Live From Mars was active July 1996-December 1997.

Challenge Questions

Classroom Responses

>>>>>>>>>>Week #4 Challenge Question RESULTS <<<<<<<<<<
RESULTS:  Challenge Question #4 -- four participants had
          the answer 100% correct, so we drew a name for the winning
          entry and RICK KIRST's 4th and 5th graders (Anastasia,
          Marco, Jeff and Daniel) won the drawing.

          Congratulations to all who hit the answer right on the head!

             Honorable Mention:  Mrs. Elaine Heines' Fourth Graders from
                 Palm Bay, Florida;  Linda Lund's Christian Academy
                 8th grade students; Katie, Ian and Jessie in Rick
                 Kirst's Class; Charlotte Steven's students (Ryan, Jason
              Linsey, Billy, Chris, Diana, John, Michael and Paul);
                        and Darlene Taylor's Mesa Class.

             Bonus Question Winner:  Linda Lund's Christian Academy - 8th
                        Graders.  Congratulations!


ANSWERS from Participants:

From: Amy J Michael

Since Olympus Mons is a volcano, could its counterpart be Llullaillaco in

Amy Michael


The Highest mountain on earth is K2.

Max Gillmor


From:  Mrs. Elaine S. Heine and the 4th GSP at Lockmar Elementary, Palm
Bay, FL

Mauna Kea is an extinct volcano in Hawaii rising from the ocean bottom.
Like Olympus Mons it would be the largest volcano on the planet.

From: Linda Lund

Love Christian Academy 8th Grade 13 and 14 yr. olds

The highest feature on earth is Mauna Kea volcano in Hawaii.

Bonus:  On Earth we measure above sea level.  On Mars there is no
water.  A part of Mauna Kea is below the sea level, and the part
above the water is not as high as Mt. Everest.  That is why Mt.
Everest is considered the highest mt. on earth.

From: Rick Kirst's Class
Question: Olympus Mons is the highest feature on Mars. What is it's
counterpart on Earth?

Our answer: The Hawaiian volcano named Mauna Kea from bellow sea level
is Olympus Mons' counterpart on Earth.  We thought that since Mt.
Everest is not a volcano but  Mauna Kea is, and since it is extremely
tall, we thought that it was the right answer.
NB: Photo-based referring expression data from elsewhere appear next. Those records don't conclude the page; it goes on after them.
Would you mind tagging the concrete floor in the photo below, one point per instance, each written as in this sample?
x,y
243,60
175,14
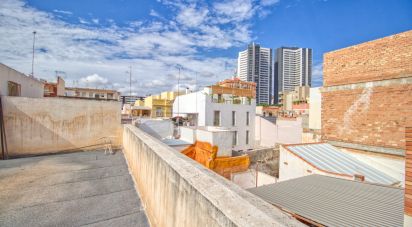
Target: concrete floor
x,y
76,189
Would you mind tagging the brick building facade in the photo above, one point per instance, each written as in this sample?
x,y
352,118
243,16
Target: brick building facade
x,y
367,94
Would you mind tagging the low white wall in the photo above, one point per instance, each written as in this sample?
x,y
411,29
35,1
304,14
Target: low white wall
x,y
49,125
269,134
159,128
188,134
177,191
248,178
30,87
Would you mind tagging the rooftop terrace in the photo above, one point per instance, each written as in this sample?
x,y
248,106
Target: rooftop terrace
x,y
74,189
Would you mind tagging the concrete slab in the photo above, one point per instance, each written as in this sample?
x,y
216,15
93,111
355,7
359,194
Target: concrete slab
x,y
84,188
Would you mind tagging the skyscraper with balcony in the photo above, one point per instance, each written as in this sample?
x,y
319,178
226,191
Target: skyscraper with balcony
x,y
293,67
255,65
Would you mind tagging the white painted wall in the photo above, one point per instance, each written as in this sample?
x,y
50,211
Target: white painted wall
x,y
315,103
269,134
191,103
30,87
205,109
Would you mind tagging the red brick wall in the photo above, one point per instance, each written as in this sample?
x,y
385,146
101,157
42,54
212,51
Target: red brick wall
x,y
389,57
378,120
408,172
370,116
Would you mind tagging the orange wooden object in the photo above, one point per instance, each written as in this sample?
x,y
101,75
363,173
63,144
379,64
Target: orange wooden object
x,y
205,154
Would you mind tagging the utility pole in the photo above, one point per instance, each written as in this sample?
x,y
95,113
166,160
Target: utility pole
x,y
178,101
32,60
130,80
197,114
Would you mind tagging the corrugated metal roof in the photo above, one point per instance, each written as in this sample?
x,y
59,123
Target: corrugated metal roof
x,y
336,202
328,158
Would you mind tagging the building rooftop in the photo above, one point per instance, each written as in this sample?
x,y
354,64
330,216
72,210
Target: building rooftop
x,y
332,201
330,159
82,188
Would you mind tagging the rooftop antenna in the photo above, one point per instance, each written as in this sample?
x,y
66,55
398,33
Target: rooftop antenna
x,y
32,60
178,101
130,80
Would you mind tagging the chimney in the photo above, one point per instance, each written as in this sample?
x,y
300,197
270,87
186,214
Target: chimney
x,y
407,220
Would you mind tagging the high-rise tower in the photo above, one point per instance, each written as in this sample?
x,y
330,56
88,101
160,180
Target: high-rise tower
x,y
255,65
293,67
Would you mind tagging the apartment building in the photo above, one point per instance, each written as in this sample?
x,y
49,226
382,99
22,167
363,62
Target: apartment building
x,y
92,93
218,108
255,65
293,68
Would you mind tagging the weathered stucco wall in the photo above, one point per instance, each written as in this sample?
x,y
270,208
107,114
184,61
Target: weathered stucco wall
x,y
48,125
177,191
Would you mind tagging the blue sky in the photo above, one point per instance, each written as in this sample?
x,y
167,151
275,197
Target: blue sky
x,y
94,41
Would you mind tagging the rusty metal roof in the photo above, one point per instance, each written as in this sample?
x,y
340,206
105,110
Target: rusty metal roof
x,y
336,202
330,159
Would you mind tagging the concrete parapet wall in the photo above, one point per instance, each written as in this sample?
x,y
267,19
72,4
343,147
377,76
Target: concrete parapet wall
x,y
48,125
177,191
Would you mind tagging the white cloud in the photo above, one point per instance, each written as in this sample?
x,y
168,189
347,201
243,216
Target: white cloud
x,y
192,17
62,12
153,47
93,80
153,13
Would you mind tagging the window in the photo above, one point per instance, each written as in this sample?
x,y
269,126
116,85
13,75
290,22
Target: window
x,y
234,140
233,118
14,89
216,118
159,112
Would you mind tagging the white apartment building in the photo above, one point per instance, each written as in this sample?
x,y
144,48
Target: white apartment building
x,y
255,65
293,68
214,112
14,83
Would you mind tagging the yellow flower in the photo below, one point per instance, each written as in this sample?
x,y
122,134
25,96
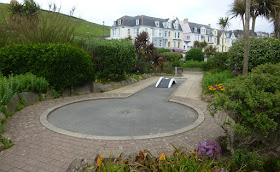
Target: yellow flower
x,y
99,161
162,157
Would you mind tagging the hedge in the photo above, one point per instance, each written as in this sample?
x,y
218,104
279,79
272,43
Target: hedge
x,y
62,65
195,54
256,100
112,58
261,51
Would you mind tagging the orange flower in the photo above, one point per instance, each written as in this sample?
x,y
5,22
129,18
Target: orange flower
x,y
99,161
162,157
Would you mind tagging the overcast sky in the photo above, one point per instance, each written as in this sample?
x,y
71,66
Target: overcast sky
x,y
197,11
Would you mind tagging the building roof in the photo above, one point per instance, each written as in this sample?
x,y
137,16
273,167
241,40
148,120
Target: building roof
x,y
145,21
198,26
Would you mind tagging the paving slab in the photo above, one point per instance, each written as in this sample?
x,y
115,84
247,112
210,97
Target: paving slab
x,y
38,148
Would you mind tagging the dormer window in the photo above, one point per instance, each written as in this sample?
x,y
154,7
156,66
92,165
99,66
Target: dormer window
x,y
169,25
157,23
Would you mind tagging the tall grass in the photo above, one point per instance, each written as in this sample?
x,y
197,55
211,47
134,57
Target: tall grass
x,y
20,83
210,79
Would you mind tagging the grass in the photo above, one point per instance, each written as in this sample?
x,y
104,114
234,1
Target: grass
x,y
210,79
86,29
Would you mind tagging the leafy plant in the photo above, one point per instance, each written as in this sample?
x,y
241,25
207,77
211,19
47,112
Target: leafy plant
x,y
195,54
255,99
62,65
113,59
211,79
262,50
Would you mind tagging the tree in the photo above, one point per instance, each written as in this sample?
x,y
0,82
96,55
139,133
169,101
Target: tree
x,y
224,23
246,38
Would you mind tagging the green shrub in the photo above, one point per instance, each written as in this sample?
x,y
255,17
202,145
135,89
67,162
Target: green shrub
x,y
255,99
261,51
193,64
112,58
162,50
20,83
195,54
210,79
62,65
249,161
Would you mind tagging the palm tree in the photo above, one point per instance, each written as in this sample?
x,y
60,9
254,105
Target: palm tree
x,y
224,23
246,38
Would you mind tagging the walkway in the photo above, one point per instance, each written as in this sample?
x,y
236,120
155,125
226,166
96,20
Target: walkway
x,y
40,149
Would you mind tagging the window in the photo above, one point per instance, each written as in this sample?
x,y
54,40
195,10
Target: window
x,y
157,23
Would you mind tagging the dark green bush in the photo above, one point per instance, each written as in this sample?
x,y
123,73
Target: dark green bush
x,y
255,99
62,65
20,83
195,54
112,58
162,50
261,51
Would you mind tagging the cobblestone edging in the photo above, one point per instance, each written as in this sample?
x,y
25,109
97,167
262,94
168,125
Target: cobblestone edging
x,y
40,149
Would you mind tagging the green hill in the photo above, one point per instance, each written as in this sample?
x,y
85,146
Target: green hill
x,y
85,29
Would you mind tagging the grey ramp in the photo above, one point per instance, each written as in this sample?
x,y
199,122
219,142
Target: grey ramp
x,y
145,113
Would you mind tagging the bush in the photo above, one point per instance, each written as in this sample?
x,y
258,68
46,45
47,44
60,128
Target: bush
x,y
20,83
261,51
113,58
193,64
162,50
210,79
62,65
195,54
255,99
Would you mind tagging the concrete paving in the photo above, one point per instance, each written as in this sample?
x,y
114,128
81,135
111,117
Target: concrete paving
x,y
145,113
39,149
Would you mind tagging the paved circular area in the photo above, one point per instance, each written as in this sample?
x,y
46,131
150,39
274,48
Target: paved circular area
x,y
146,114
39,149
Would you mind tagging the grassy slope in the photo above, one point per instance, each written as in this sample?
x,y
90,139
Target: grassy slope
x,y
85,29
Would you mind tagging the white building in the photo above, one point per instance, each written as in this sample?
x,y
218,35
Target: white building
x,y
164,33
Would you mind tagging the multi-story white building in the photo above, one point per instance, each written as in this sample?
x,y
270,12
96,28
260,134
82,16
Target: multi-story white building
x,y
164,33
198,32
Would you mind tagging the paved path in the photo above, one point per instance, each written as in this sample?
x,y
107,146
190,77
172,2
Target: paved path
x,y
40,149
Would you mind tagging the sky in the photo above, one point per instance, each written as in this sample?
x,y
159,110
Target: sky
x,y
197,11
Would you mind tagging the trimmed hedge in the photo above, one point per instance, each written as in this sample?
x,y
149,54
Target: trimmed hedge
x,y
261,51
112,58
62,65
256,100
195,54
162,50
172,56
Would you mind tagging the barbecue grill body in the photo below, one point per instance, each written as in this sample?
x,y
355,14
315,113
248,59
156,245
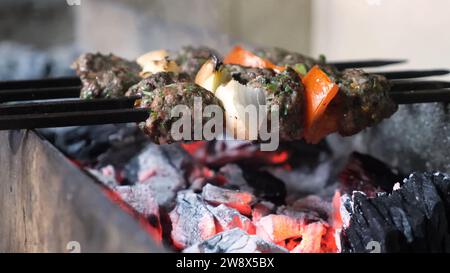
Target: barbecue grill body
x,y
47,204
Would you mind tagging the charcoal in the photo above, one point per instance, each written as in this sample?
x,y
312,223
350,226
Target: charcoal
x,y
152,167
235,178
106,176
414,218
311,239
265,185
311,207
235,241
142,198
240,201
88,143
192,222
261,209
218,153
277,228
368,174
229,218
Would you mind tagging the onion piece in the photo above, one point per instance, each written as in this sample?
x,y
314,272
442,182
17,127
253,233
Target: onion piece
x,y
157,61
237,100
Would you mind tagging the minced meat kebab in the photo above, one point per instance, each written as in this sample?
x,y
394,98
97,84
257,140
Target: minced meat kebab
x,y
313,98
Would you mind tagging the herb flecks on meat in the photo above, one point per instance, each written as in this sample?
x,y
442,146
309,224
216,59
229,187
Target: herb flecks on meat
x,y
162,100
105,76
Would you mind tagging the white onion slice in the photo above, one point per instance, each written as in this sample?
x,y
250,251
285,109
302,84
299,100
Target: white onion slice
x,y
242,109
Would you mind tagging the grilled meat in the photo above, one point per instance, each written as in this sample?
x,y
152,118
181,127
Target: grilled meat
x,y
157,80
246,74
105,76
286,91
190,59
299,62
362,101
162,100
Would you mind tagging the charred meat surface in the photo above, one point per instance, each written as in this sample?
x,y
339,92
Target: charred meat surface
x,y
362,101
105,76
190,59
160,103
157,80
247,74
301,63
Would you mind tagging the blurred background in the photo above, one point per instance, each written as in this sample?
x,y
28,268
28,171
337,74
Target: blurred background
x,y
41,38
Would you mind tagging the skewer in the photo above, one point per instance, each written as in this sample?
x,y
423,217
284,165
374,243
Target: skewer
x,y
39,93
64,119
40,83
367,63
67,106
391,75
421,96
406,85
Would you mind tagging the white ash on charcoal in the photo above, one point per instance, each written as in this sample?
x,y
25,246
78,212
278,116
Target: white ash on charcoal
x,y
241,201
151,166
311,238
192,222
107,144
261,209
235,241
367,174
311,207
141,198
229,218
300,181
413,218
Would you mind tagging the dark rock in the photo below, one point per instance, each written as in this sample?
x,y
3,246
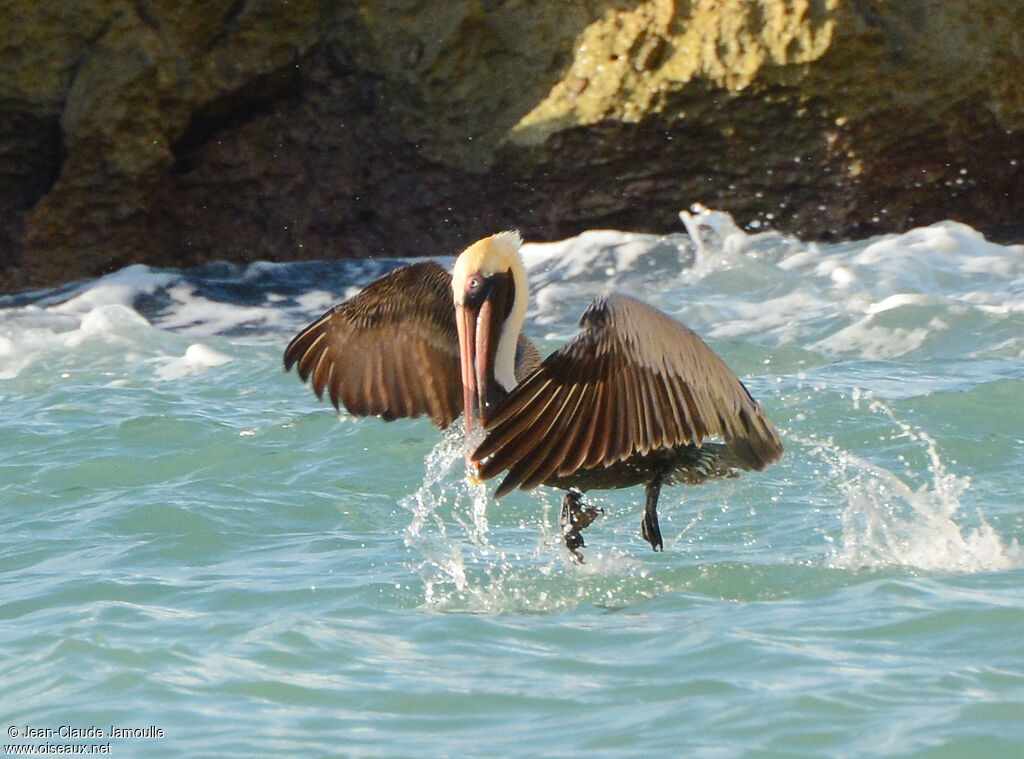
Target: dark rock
x,y
173,132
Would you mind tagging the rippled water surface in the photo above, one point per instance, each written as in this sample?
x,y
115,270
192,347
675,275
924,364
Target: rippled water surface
x,y
194,544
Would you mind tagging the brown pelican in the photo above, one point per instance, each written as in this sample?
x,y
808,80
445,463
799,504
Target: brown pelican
x,y
635,397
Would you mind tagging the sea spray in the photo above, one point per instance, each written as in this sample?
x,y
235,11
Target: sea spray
x,y
887,522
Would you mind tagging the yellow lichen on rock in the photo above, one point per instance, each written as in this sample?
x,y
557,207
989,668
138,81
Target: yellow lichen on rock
x,y
626,62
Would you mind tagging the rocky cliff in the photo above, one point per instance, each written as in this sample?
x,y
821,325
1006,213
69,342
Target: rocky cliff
x,y
177,131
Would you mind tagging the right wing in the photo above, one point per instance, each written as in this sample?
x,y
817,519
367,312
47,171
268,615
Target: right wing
x,y
391,351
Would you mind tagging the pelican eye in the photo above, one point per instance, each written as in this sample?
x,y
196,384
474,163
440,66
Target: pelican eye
x,y
476,290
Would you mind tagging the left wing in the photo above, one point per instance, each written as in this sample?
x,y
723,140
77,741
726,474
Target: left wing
x,y
632,380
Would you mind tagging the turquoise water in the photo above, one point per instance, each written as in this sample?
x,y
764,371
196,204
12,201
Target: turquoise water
x,y
194,545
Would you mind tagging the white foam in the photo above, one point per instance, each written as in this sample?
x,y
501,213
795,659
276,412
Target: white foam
x,y
198,357
120,288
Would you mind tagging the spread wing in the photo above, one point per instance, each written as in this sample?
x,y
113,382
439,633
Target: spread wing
x,y
392,350
632,380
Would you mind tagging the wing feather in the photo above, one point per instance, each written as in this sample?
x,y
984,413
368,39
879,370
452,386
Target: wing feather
x,y
392,350
631,381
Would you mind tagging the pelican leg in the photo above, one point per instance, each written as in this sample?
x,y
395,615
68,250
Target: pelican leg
x,y
576,515
649,529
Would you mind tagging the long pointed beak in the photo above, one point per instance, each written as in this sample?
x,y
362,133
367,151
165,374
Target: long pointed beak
x,y
476,359
465,320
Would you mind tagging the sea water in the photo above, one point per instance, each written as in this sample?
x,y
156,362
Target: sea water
x,y
198,558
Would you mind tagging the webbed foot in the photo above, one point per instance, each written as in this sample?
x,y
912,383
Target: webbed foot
x,y
576,515
650,531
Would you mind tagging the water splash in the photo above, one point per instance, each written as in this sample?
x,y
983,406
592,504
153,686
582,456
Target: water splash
x,y
887,522
466,564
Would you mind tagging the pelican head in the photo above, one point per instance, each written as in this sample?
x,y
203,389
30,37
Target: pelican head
x,y
488,285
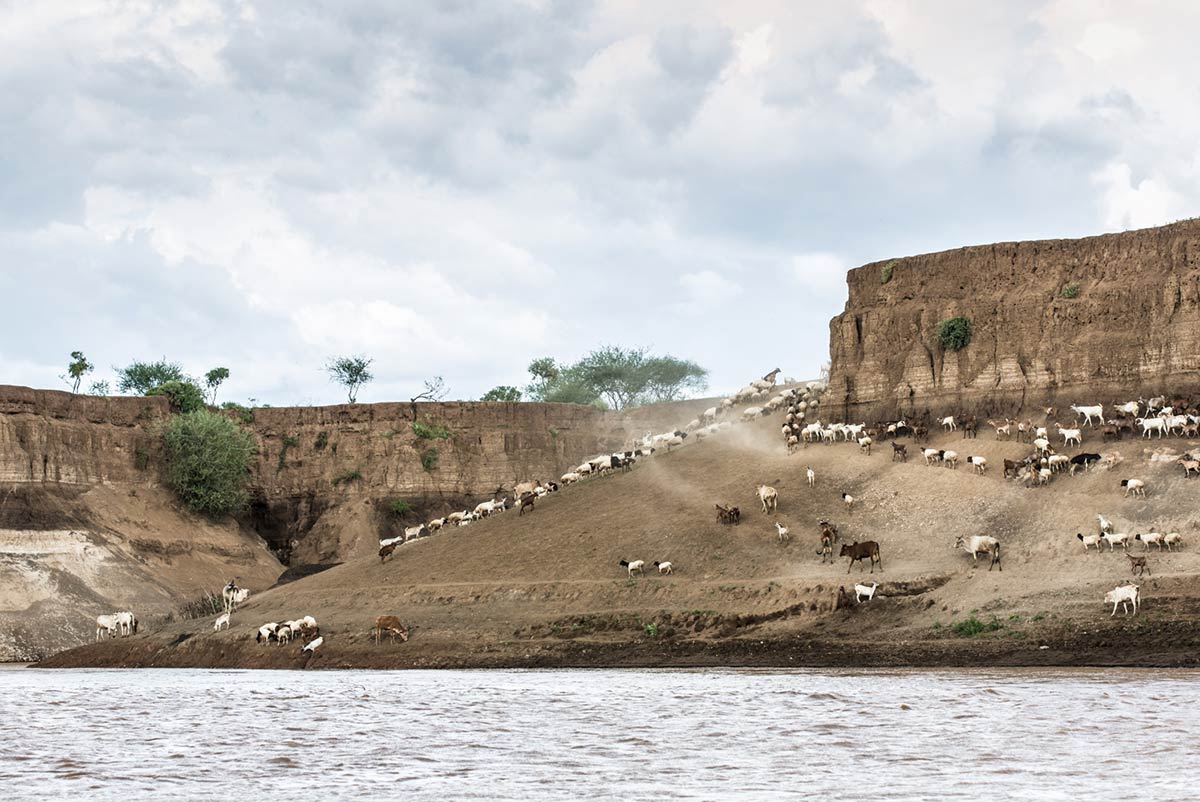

Anastasia Hill, Marco Calderon, Jeff Murray, and Daniel Otero
Rick Kirst's 4th/5th grade class.


From: Rick Kirst's Class
We think the answer to challenge question #4 is Mauna Kea, because
Mauna Kea is the largest volcano from ocean floor, on earth. And
Olympus Mons is the tallest volcano on Mars.

            -Katie, Ian, and Jesse.

From: Charlotte Stevens

Several of my students have named Mauna Kea in the Hawaiian Islands as
Earth's counterpart to Olympus Mons.  They explain this by describing
measuring Hawaii from the bottom of the seafloor to the top of the shield
volcano, which makes Hawaii the highest mountain on Earth.  If Earth were
viewed by satellite or spacecraft from above and did not have water it
would be similar to Mars.  If Mars were
underwater perhaps Olympus Mons would be partially submerged as well.

The students that submitted this answer were:

Ryan Vogel
Jason Hoot
Linsey Woods
Billy Ott
Chris Dunn
Diana Dinis
John Gavrila
Michael Fumero
Paul Wells

Charlotte Stevens
8th grade teacher
Taylor Road Middle School
Alpharetta, Georgia USA


From: Darlene Taylor
From Dixon Middle School Mesa Class

We think that the counterpart of Olympus Mons would be Mauna Kea in
Hawaii.  It has an elevation of 13,796 feet plus around 16,000 feet
that is under the ocean.  If the mountain is measured at its base
then that would make the mountain over 30,000 feet which is higher
than Mount Everest (average 29,000 feet).  Mauna Loa would probably
be second because its elevation is 13,680 feet above sea level,
making it higher than Mt. Everest also.